‘Be filled with the the spirit speaking to one another with psalms, hymns, and songs from the Spirit’ (Ephesians 5:19)
We can see from this verse from Paul’s letter to the Ephesians that singing and music was a central part of Christian worship for the early church 2000 years ago, and has been central ever since. For a large part of the last 2000 years, most people couldn’t read, with only the rich getting a formal education. Hymns and songs with their catchy melodies would be one of the main ways that people would learn about God and Jesus. It is much easier to remember a song than to memorise a piece of scripture. Hymns and songs were and are vital because they build up the church and they instruct us. They speak to the heart and to the mind.

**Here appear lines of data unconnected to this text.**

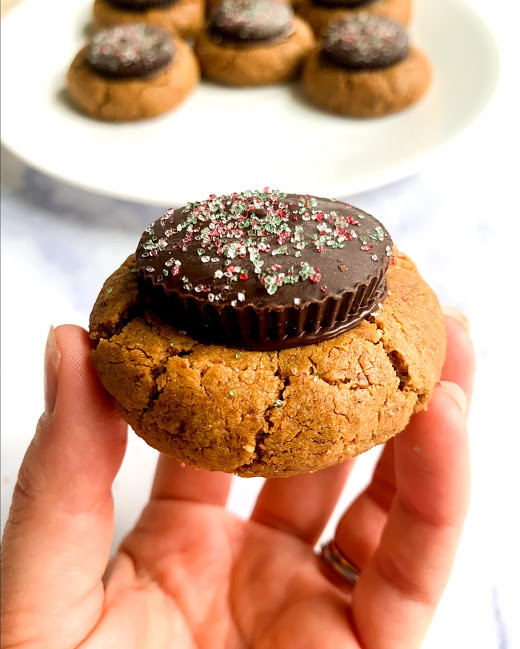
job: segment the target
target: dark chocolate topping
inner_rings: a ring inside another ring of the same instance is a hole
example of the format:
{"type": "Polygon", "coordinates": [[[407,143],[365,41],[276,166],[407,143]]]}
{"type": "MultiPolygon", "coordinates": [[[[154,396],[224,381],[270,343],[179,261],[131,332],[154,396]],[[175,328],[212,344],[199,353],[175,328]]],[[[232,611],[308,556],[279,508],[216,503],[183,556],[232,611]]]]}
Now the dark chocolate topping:
{"type": "Polygon", "coordinates": [[[216,40],[257,43],[289,36],[293,18],[282,0],[224,0],[210,11],[208,23],[216,40]]]}
{"type": "Polygon", "coordinates": [[[377,0],[314,0],[318,5],[334,7],[335,9],[358,9],[364,5],[371,5],[377,0]]]}
{"type": "Polygon", "coordinates": [[[329,61],[351,70],[387,68],[408,56],[408,35],[395,20],[359,14],[329,24],[323,54],[329,61]]]}
{"type": "Polygon", "coordinates": [[[162,9],[171,7],[177,0],[108,0],[116,9],[127,11],[148,11],[148,9],[162,9]]]}
{"type": "Polygon", "coordinates": [[[210,343],[282,349],[336,336],[378,309],[392,241],[335,200],[249,191],[169,210],[136,258],[152,308],[210,343]]]}
{"type": "Polygon", "coordinates": [[[98,74],[116,79],[151,77],[173,61],[175,47],[159,27],[132,23],[97,31],[87,61],[98,74]]]}

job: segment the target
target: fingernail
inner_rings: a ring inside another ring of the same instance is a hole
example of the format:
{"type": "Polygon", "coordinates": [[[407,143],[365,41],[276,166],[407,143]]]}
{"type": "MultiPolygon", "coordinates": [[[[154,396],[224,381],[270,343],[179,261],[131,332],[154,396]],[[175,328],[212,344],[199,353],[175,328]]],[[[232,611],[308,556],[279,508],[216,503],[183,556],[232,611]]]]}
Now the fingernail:
{"type": "Polygon", "coordinates": [[[443,306],[442,307],[442,312],[444,315],[448,315],[451,318],[455,318],[460,324],[464,327],[466,331],[469,331],[469,320],[467,317],[462,313],[460,309],[457,309],[456,306],[443,306]]]}
{"type": "Polygon", "coordinates": [[[452,381],[439,381],[437,385],[457,402],[462,414],[465,415],[468,407],[468,400],[466,399],[466,394],[460,385],[452,383],[452,381]]]}
{"type": "Polygon", "coordinates": [[[56,345],[54,327],[49,329],[47,343],[45,344],[43,393],[45,398],[45,414],[52,415],[56,405],[58,391],[58,375],[60,372],[61,355],[56,345]]]}

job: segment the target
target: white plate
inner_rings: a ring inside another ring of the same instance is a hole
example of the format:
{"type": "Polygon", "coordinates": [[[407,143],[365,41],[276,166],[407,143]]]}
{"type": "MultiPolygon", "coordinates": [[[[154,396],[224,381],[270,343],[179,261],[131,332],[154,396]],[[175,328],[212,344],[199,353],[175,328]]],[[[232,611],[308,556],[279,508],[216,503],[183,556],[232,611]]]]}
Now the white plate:
{"type": "Polygon", "coordinates": [[[348,196],[420,169],[488,102],[498,49],[463,0],[416,0],[414,42],[434,82],[410,109],[374,120],[331,116],[298,84],[229,89],[202,83],[177,110],[106,124],[67,103],[67,67],[91,0],[25,0],[2,28],[2,141],[37,169],[101,193],[161,206],[271,186],[348,196]]]}

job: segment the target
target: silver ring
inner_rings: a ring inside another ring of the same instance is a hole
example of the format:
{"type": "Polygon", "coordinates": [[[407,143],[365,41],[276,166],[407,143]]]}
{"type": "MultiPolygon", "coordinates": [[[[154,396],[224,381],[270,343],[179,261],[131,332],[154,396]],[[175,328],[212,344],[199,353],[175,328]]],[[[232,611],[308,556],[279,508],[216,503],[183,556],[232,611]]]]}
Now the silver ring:
{"type": "Polygon", "coordinates": [[[321,547],[322,559],[343,579],[355,584],[359,579],[361,570],[343,555],[334,540],[330,540],[321,547]]]}

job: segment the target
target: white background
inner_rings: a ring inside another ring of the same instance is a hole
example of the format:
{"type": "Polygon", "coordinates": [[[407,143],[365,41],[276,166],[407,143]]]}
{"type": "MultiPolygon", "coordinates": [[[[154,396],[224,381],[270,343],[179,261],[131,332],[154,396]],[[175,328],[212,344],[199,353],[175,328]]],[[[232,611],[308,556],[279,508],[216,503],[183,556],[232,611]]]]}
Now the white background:
{"type": "MultiPolygon", "coordinates": [[[[452,578],[424,643],[428,649],[520,647],[520,15],[516,3],[506,0],[472,4],[486,16],[502,54],[501,79],[488,110],[422,173],[348,197],[385,223],[443,303],[468,315],[477,349],[472,506],[452,578]]],[[[53,181],[5,151],[2,186],[3,525],[42,408],[49,326],[87,326],[102,282],[160,214],[156,207],[53,181]]],[[[376,456],[369,452],[359,460],[335,518],[376,456]]],[[[146,501],[155,460],[155,451],[131,434],[114,488],[115,543],[146,501]]],[[[246,514],[260,483],[236,479],[230,507],[246,514]]]]}

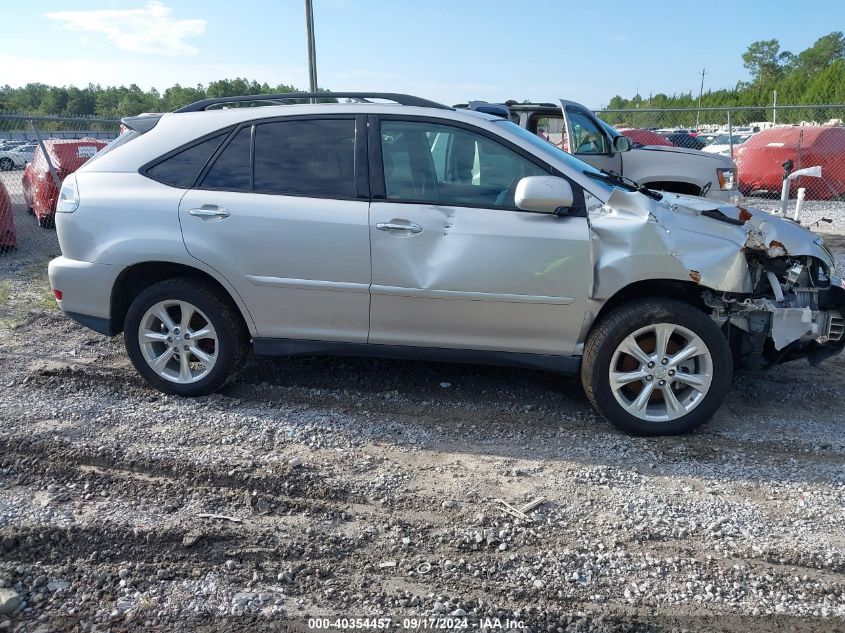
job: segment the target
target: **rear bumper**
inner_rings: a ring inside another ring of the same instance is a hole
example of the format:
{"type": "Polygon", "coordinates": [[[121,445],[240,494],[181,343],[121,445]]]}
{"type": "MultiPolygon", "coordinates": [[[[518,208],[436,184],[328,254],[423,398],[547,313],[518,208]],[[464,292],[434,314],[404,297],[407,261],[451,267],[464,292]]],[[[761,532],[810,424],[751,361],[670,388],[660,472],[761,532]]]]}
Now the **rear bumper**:
{"type": "Polygon", "coordinates": [[[111,323],[112,287],[124,266],[57,257],[47,274],[50,288],[60,290],[59,307],[72,319],[101,334],[115,334],[111,323]]]}

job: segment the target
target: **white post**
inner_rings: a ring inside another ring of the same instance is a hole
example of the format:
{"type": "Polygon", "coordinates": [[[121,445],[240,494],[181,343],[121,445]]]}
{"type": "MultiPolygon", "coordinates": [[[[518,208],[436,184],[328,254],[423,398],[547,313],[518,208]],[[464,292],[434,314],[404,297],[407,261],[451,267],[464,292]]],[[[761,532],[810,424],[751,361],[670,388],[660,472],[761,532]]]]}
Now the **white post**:
{"type": "Polygon", "coordinates": [[[796,222],[801,220],[801,205],[804,204],[804,196],[807,195],[807,190],[804,187],[798,188],[798,199],[795,200],[795,215],[792,216],[792,219],[796,222]]]}
{"type": "Polygon", "coordinates": [[[789,201],[789,178],[783,179],[783,186],[780,188],[780,213],[786,216],[786,203],[789,201]]]}

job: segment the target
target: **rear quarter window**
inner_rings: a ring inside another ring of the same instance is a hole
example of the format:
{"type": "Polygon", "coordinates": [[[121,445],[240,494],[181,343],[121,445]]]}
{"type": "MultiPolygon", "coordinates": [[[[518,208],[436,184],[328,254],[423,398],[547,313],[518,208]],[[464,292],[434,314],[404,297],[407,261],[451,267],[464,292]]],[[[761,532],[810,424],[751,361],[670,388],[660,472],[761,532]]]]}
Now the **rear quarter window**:
{"type": "Polygon", "coordinates": [[[172,154],[148,167],[144,173],[165,185],[189,189],[212,154],[220,147],[226,134],[227,132],[221,132],[172,154]]]}

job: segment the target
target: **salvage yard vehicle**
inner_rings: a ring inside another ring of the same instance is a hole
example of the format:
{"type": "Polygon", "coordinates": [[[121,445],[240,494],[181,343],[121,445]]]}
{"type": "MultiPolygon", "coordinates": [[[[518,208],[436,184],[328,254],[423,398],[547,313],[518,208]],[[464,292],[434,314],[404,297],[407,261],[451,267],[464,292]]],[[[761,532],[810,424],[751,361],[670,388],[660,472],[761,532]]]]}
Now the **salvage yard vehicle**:
{"type": "Polygon", "coordinates": [[[15,249],[18,244],[12,199],[6,185],[0,181],[0,255],[15,249]]]}
{"type": "Polygon", "coordinates": [[[46,156],[41,147],[35,150],[31,162],[24,169],[21,184],[26,206],[41,228],[53,226],[59,198],[59,187],[53,179],[47,157],[61,182],[105,146],[104,141],[93,138],[47,139],[44,141],[46,156]]]}
{"type": "Polygon", "coordinates": [[[50,284],[166,393],[220,388],[250,344],[505,364],[580,373],[613,424],[659,435],[710,419],[741,359],[845,345],[845,284],[807,229],[501,117],[298,93],[124,124],[64,181],[50,284]],[[314,97],[349,102],[294,103],[314,97]],[[231,107],[257,101],[276,105],[231,107]]]}
{"type": "Polygon", "coordinates": [[[672,143],[666,140],[665,136],[660,136],[657,132],[653,130],[645,130],[641,128],[617,128],[622,136],[627,136],[628,139],[631,141],[632,147],[637,147],[638,145],[642,147],[648,147],[650,145],[659,145],[662,147],[672,147],[672,143]]]}
{"type": "Polygon", "coordinates": [[[559,105],[471,101],[458,107],[510,118],[585,163],[650,189],[724,201],[739,193],[736,165],[729,157],[685,147],[633,145],[619,130],[574,101],[561,99],[559,105]]]}
{"type": "Polygon", "coordinates": [[[20,169],[32,160],[34,145],[16,145],[0,150],[0,171],[20,169]]]}
{"type": "Polygon", "coordinates": [[[818,165],[820,178],[797,178],[790,183],[794,197],[806,188],[811,200],[845,196],[845,127],[788,125],[763,130],[734,150],[739,165],[739,187],[746,194],[780,195],[783,169],[792,161],[795,170],[818,165]]]}

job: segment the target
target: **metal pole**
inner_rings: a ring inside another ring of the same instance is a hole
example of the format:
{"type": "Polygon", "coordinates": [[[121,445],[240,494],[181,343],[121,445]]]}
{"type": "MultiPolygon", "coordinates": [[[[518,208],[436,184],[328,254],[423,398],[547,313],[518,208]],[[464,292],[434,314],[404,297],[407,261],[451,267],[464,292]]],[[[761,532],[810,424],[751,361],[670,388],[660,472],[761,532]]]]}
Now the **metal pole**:
{"type": "Polygon", "coordinates": [[[701,95],[704,94],[704,75],[707,74],[707,69],[701,69],[701,88],[698,90],[698,111],[695,113],[695,129],[698,129],[698,123],[701,119],[701,95]]]}
{"type": "Polygon", "coordinates": [[[734,159],[734,126],[731,123],[731,111],[728,110],[728,144],[731,148],[731,160],[734,159]]]}
{"type": "Polygon", "coordinates": [[[41,148],[41,153],[44,154],[44,160],[47,161],[47,167],[50,169],[50,175],[53,177],[53,182],[56,183],[56,189],[61,190],[62,179],[59,178],[59,174],[56,172],[56,168],[53,166],[53,161],[50,160],[50,154],[47,153],[47,147],[44,145],[44,140],[41,138],[41,133],[38,131],[38,128],[35,127],[34,121],[30,120],[29,124],[32,126],[32,131],[35,132],[35,138],[38,141],[38,147],[41,148]]]}
{"type": "Polygon", "coordinates": [[[772,91],[772,125],[778,124],[778,91],[772,91]]]}
{"type": "MultiPolygon", "coordinates": [[[[317,53],[314,47],[314,8],[305,0],[305,30],[308,34],[308,83],[310,92],[317,92],[317,53]]],[[[316,103],[311,99],[311,103],[316,103]]]]}

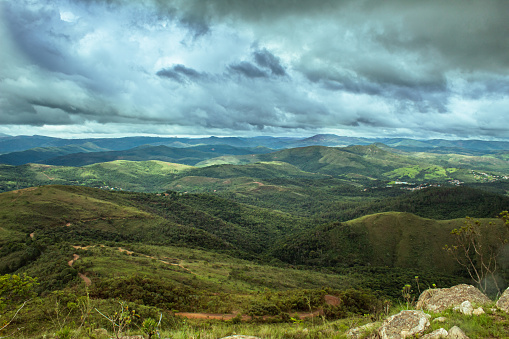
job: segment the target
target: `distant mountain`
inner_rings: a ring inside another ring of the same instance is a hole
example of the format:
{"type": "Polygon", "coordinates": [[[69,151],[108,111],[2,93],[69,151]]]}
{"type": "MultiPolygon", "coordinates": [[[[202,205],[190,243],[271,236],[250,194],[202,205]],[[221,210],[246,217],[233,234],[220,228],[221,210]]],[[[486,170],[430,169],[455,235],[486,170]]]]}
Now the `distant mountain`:
{"type": "Polygon", "coordinates": [[[94,144],[98,148],[121,151],[142,145],[165,145],[168,147],[190,147],[197,145],[229,145],[234,147],[269,147],[286,148],[297,138],[277,137],[209,137],[209,138],[165,138],[165,137],[124,137],[124,138],[88,138],[88,139],[60,139],[45,136],[5,136],[0,138],[0,154],[20,152],[38,147],[83,146],[94,144]]]}
{"type": "Polygon", "coordinates": [[[26,151],[11,152],[0,155],[0,164],[23,165],[27,163],[44,163],[44,161],[74,153],[90,153],[108,151],[105,148],[87,142],[83,145],[69,145],[62,147],[36,147],[26,151]]]}
{"type": "Polygon", "coordinates": [[[57,166],[86,166],[90,164],[108,162],[114,160],[146,161],[160,160],[184,165],[195,165],[196,163],[223,155],[245,155],[261,154],[271,152],[265,147],[234,147],[229,145],[202,145],[186,148],[160,146],[139,146],[124,151],[89,152],[63,155],[43,162],[48,165],[57,166]]]}
{"type": "MultiPolygon", "coordinates": [[[[312,137],[208,137],[208,138],[179,138],[179,137],[124,137],[124,138],[86,138],[60,139],[45,136],[2,136],[0,137],[0,154],[20,152],[38,147],[64,147],[95,145],[99,149],[110,151],[127,150],[142,145],[165,145],[168,147],[191,147],[197,145],[229,145],[234,147],[268,147],[272,149],[286,149],[305,146],[351,146],[383,143],[392,148],[407,151],[430,151],[432,149],[462,149],[478,152],[492,152],[509,150],[509,141],[483,140],[414,140],[408,138],[358,138],[345,137],[334,134],[318,134],[312,137]]],[[[441,151],[442,152],[442,151],[441,151]]],[[[30,161],[33,162],[33,161],[30,161]]]]}
{"type": "MultiPolygon", "coordinates": [[[[354,185],[359,189],[385,187],[389,181],[446,183],[456,180],[470,184],[498,181],[496,191],[502,192],[507,181],[504,177],[509,174],[509,158],[504,152],[490,156],[412,154],[378,146],[308,146],[273,151],[265,147],[228,145],[186,148],[146,145],[126,151],[73,153],[41,160],[44,165],[0,166],[0,191],[45,184],[113,186],[149,192],[170,188],[192,192],[235,191],[234,186],[219,184],[219,180],[244,178],[247,183],[261,179],[332,178],[343,181],[333,186],[354,185]],[[201,179],[191,179],[199,177],[201,179]]],[[[45,151],[36,155],[54,154],[52,149],[45,151]]],[[[19,154],[32,156],[30,152],[19,154]]],[[[9,154],[2,157],[8,158],[9,154]]],[[[248,189],[242,185],[240,189],[248,189]]],[[[263,190],[269,187],[264,186],[263,190]]]]}
{"type": "Polygon", "coordinates": [[[350,145],[369,145],[372,144],[372,139],[343,137],[335,134],[317,134],[310,138],[292,142],[293,147],[306,147],[306,146],[329,146],[329,147],[344,147],[350,145]]]}
{"type": "Polygon", "coordinates": [[[380,175],[395,168],[419,163],[416,159],[394,154],[374,145],[292,148],[261,154],[253,157],[252,161],[282,161],[311,173],[328,175],[356,173],[366,176],[380,175]]]}

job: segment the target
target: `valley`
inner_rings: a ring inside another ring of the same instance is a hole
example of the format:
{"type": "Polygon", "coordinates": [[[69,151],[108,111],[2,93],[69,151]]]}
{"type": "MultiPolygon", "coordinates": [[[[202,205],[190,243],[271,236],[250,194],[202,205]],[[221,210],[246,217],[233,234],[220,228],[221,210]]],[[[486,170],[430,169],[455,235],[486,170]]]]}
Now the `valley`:
{"type": "Polygon", "coordinates": [[[85,315],[91,331],[107,328],[94,309],[129,305],[140,328],[161,315],[188,337],[212,326],[204,321],[226,335],[318,319],[316,331],[342,337],[346,321],[400,307],[407,284],[417,296],[470,283],[444,250],[466,216],[509,285],[503,142],[37,140],[42,148],[0,155],[0,275],[37,279],[10,325],[25,324],[23,336],[76,331],[85,315]]]}

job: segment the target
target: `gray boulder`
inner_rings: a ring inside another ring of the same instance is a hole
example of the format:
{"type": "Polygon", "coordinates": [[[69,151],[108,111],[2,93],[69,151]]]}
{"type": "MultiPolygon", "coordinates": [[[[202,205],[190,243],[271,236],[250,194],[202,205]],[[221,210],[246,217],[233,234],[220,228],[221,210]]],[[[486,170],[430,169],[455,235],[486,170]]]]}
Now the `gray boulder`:
{"type": "Polygon", "coordinates": [[[449,333],[444,328],[439,328],[429,334],[423,335],[421,339],[442,339],[448,338],[449,333]]]}
{"type": "Polygon", "coordinates": [[[465,300],[459,306],[459,311],[464,315],[472,315],[472,312],[474,312],[474,308],[472,307],[472,303],[470,301],[465,300]]]}
{"type": "Polygon", "coordinates": [[[380,339],[403,339],[422,334],[429,327],[429,315],[422,311],[401,311],[387,318],[378,329],[380,339]]]}
{"type": "Polygon", "coordinates": [[[484,305],[489,303],[490,299],[474,286],[461,284],[451,288],[432,288],[422,292],[417,301],[417,309],[442,312],[451,307],[459,307],[464,301],[484,305]]]}
{"type": "Polygon", "coordinates": [[[448,339],[470,339],[467,337],[465,332],[461,330],[458,326],[454,326],[449,330],[449,335],[447,336],[448,339]]]}
{"type": "Polygon", "coordinates": [[[497,301],[497,307],[504,312],[509,313],[509,287],[502,293],[497,301]]]}

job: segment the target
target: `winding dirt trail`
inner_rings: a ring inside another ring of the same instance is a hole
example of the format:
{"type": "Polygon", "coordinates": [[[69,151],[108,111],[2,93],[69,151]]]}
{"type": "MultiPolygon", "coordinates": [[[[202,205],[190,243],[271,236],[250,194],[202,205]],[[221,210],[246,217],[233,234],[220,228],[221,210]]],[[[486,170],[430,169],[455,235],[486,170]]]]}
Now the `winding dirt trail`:
{"type": "MultiPolygon", "coordinates": [[[[76,260],[78,260],[80,258],[79,255],[77,255],[76,253],[73,254],[73,257],[71,260],[69,260],[67,262],[67,264],[72,267],[72,265],[76,262],[76,260]]],[[[81,278],[81,280],[83,280],[85,282],[85,285],[87,286],[90,286],[92,285],[92,280],[90,280],[89,277],[87,277],[86,275],[84,275],[83,273],[78,273],[78,276],[81,278]]]]}
{"type": "MultiPolygon", "coordinates": [[[[146,254],[135,253],[135,252],[132,252],[132,251],[126,250],[126,249],[124,249],[124,248],[122,248],[122,247],[119,247],[119,248],[118,248],[118,250],[119,250],[120,252],[126,252],[126,253],[127,253],[127,254],[129,254],[129,255],[131,255],[131,254],[137,254],[137,255],[141,255],[141,256],[143,256],[143,257],[145,257],[145,258],[155,259],[155,260],[157,260],[157,261],[159,261],[159,262],[161,262],[161,263],[163,263],[163,264],[165,264],[165,265],[178,266],[178,267],[180,267],[181,269],[183,269],[183,270],[185,270],[185,271],[187,271],[187,272],[189,272],[189,273],[191,273],[191,274],[195,274],[195,273],[193,273],[190,269],[185,268],[185,267],[184,267],[184,266],[182,266],[181,264],[177,264],[177,263],[169,262],[169,261],[162,260],[162,259],[159,259],[159,258],[156,258],[156,257],[152,257],[152,256],[150,256],[150,255],[146,255],[146,254]]],[[[167,257],[164,257],[164,258],[165,258],[165,259],[167,259],[167,260],[178,260],[178,259],[172,259],[172,258],[167,258],[167,257]]]]}
{"type": "Polygon", "coordinates": [[[90,280],[89,277],[87,277],[83,273],[78,273],[78,275],[80,276],[81,280],[83,280],[85,282],[85,285],[87,285],[87,286],[92,285],[92,280],[90,280]]]}
{"type": "Polygon", "coordinates": [[[72,265],[73,265],[73,264],[76,262],[76,260],[78,260],[79,258],[80,258],[80,256],[79,256],[79,255],[77,255],[77,254],[73,254],[73,258],[72,258],[71,260],[69,260],[69,261],[67,262],[67,264],[68,264],[69,266],[71,266],[71,267],[72,267],[72,265]]]}
{"type": "MultiPolygon", "coordinates": [[[[89,246],[73,246],[73,248],[75,249],[81,249],[81,250],[88,250],[89,248],[92,248],[92,247],[95,247],[96,245],[89,245],[89,246]]],[[[101,247],[106,247],[104,245],[99,245],[101,247]]],[[[132,255],[132,254],[135,254],[135,252],[133,251],[129,251],[125,248],[122,248],[122,247],[117,247],[118,251],[120,252],[125,252],[127,253],[128,255],[132,255]]],[[[162,259],[158,259],[156,257],[152,257],[152,256],[149,256],[149,255],[146,255],[146,254],[141,254],[141,253],[137,253],[138,255],[141,255],[141,256],[144,256],[146,258],[149,258],[149,259],[155,259],[155,260],[158,260],[164,264],[167,264],[167,265],[173,265],[173,266],[178,266],[192,274],[194,274],[193,272],[191,272],[189,269],[183,267],[182,265],[180,264],[176,264],[176,263],[171,263],[169,261],[165,261],[165,260],[162,260],[162,259]]],[[[73,258],[71,260],[69,260],[67,262],[67,264],[72,267],[72,265],[80,258],[80,256],[78,254],[73,254],[73,258]]],[[[168,260],[172,260],[172,258],[166,258],[168,260]]],[[[177,259],[173,259],[173,260],[177,260],[177,259]]],[[[82,273],[78,273],[79,277],[85,282],[85,285],[87,286],[90,286],[92,285],[92,281],[90,280],[90,278],[88,278],[85,274],[82,274],[82,273]]],[[[332,304],[332,305],[335,305],[338,303],[338,298],[337,297],[334,297],[334,296],[329,296],[327,295],[326,296],[326,303],[327,304],[332,304]],[[329,297],[329,298],[327,298],[329,297]],[[336,300],[337,299],[337,300],[336,300]]],[[[316,310],[314,312],[296,312],[296,313],[292,313],[292,314],[296,314],[299,319],[304,319],[304,318],[312,318],[312,317],[317,317],[317,316],[320,316],[320,315],[323,315],[323,310],[319,309],[319,310],[316,310]]],[[[193,313],[193,312],[178,312],[178,313],[175,313],[175,315],[177,317],[183,317],[183,318],[187,318],[187,319],[209,319],[209,320],[231,320],[235,317],[238,316],[238,314],[236,313],[225,313],[225,314],[221,314],[221,313],[193,313]]],[[[264,320],[267,320],[267,319],[271,319],[271,318],[276,318],[276,316],[262,316],[261,317],[262,319],[264,320]]],[[[249,320],[252,320],[253,317],[249,316],[249,315],[242,315],[241,316],[241,320],[242,321],[249,321],[249,320]]]]}
{"type": "MultiPolygon", "coordinates": [[[[89,245],[89,246],[73,246],[74,249],[80,249],[80,250],[88,250],[89,248],[92,248],[92,247],[96,247],[97,245],[89,245]]],[[[100,247],[106,247],[104,245],[99,245],[100,247]]],[[[164,257],[166,260],[162,260],[162,259],[159,259],[159,258],[156,258],[156,257],[152,257],[152,256],[149,256],[149,255],[146,255],[146,254],[141,254],[141,253],[135,253],[133,251],[129,251],[129,250],[126,250],[125,248],[122,248],[122,247],[117,247],[118,251],[119,252],[125,252],[127,253],[128,255],[132,255],[132,254],[137,254],[137,255],[140,255],[140,256],[143,256],[145,258],[149,258],[149,259],[155,259],[165,265],[171,265],[171,266],[178,266],[180,268],[182,268],[183,270],[191,273],[191,274],[195,274],[193,273],[191,270],[189,270],[188,268],[182,266],[181,264],[177,264],[177,263],[173,263],[173,262],[170,262],[170,261],[173,261],[173,260],[178,260],[178,259],[173,259],[173,258],[167,258],[167,257],[164,257]]],[[[67,262],[67,264],[72,267],[72,265],[76,262],[76,260],[78,260],[80,258],[80,256],[78,254],[73,254],[73,258],[71,260],[69,260],[67,262]]],[[[83,273],[78,273],[79,277],[85,282],[85,284],[87,286],[90,286],[92,285],[92,281],[90,280],[89,277],[87,277],[85,274],[83,273]]]]}

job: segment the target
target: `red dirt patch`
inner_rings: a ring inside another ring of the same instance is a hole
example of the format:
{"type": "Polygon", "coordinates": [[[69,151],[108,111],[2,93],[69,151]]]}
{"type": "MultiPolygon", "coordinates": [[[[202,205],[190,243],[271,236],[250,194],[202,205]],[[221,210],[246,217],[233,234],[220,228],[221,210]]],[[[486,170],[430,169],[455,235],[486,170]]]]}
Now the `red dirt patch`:
{"type": "MultiPolygon", "coordinates": [[[[312,313],[296,312],[293,314],[297,314],[299,319],[304,319],[304,318],[311,318],[311,317],[323,315],[323,311],[317,310],[312,313]]],[[[218,313],[189,313],[189,312],[178,312],[178,313],[175,313],[175,315],[178,317],[183,317],[183,318],[188,318],[188,319],[213,319],[213,320],[231,320],[231,319],[235,318],[236,316],[238,316],[238,314],[235,314],[235,313],[228,313],[228,314],[220,314],[219,313],[218,314],[218,313]]],[[[276,317],[270,316],[270,315],[264,315],[261,318],[264,320],[267,320],[267,319],[272,319],[272,318],[276,318],[276,317]]],[[[252,320],[252,317],[249,315],[242,315],[241,319],[243,321],[248,321],[248,320],[252,320]]]]}
{"type": "Polygon", "coordinates": [[[339,299],[338,297],[335,297],[333,295],[327,294],[324,296],[324,298],[325,298],[325,303],[327,305],[338,306],[339,304],[341,304],[341,299],[339,299]]]}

Let me make the songs of a nation, and I care not who makes its laws. (Andrew Fletcher – 17th century writer and politician)
Songs are incredibly powerful more so than laws! They mold us from the inside, Paul recognises this and so sees how important it is to make sure that we prioritise sung Christian worship as a central part of living out our faith. If you want to know about the ethics of the Old Testament read the Psalms, not the laws!
‘The multitude of your sacrifices what are they to me? Says the Lord. I have more than enough of burnt offerings, of rams and the fat of fattened animals; I have no pleasure in the blood of bulls and lambs and goats’ (1:11).
This verse immediately jumped out at me, it is talking about the gap between worship and life. For the Israelites this was offering sacrifices without living the life that should go with this, this meant the sacrifices were meaningless to God. We are told in verse 17 what they should be doing:
‘Learn to do good; seek justice, correct oppression; bring justice to the fatherless, plead the widow’s cause.’ (1:17)
The lives of those that follow God must act within God’s world to bring about God’s Kingdom here on earth, without this our worship is meaningless. Isaiah tells that we need to learn to do good. Learn, seek, correct, Isaiah is telling us that action is required for worship to be authentic. This was the role of the prophet, through prophetic words and action, to bring the people back to God to His heart for justice. The closer we are to God’s heart the higher the priority for justice in our lives will be. This passage reminds me of one of my favourite quotes:
‘seven whole days, not one in seven’ (George Herbert).
George Herbert was talking about how as Christians we often are Christians only on a Sunday when we go to worship at church. We must live as Christians seven days a week. That means each of us in our spheres of influence at home, in work, with family, with friends we should be learning to do good, fighting injustice and bringing about His kingdom. Not a Sunday Christian, but a follower of Jesus every day.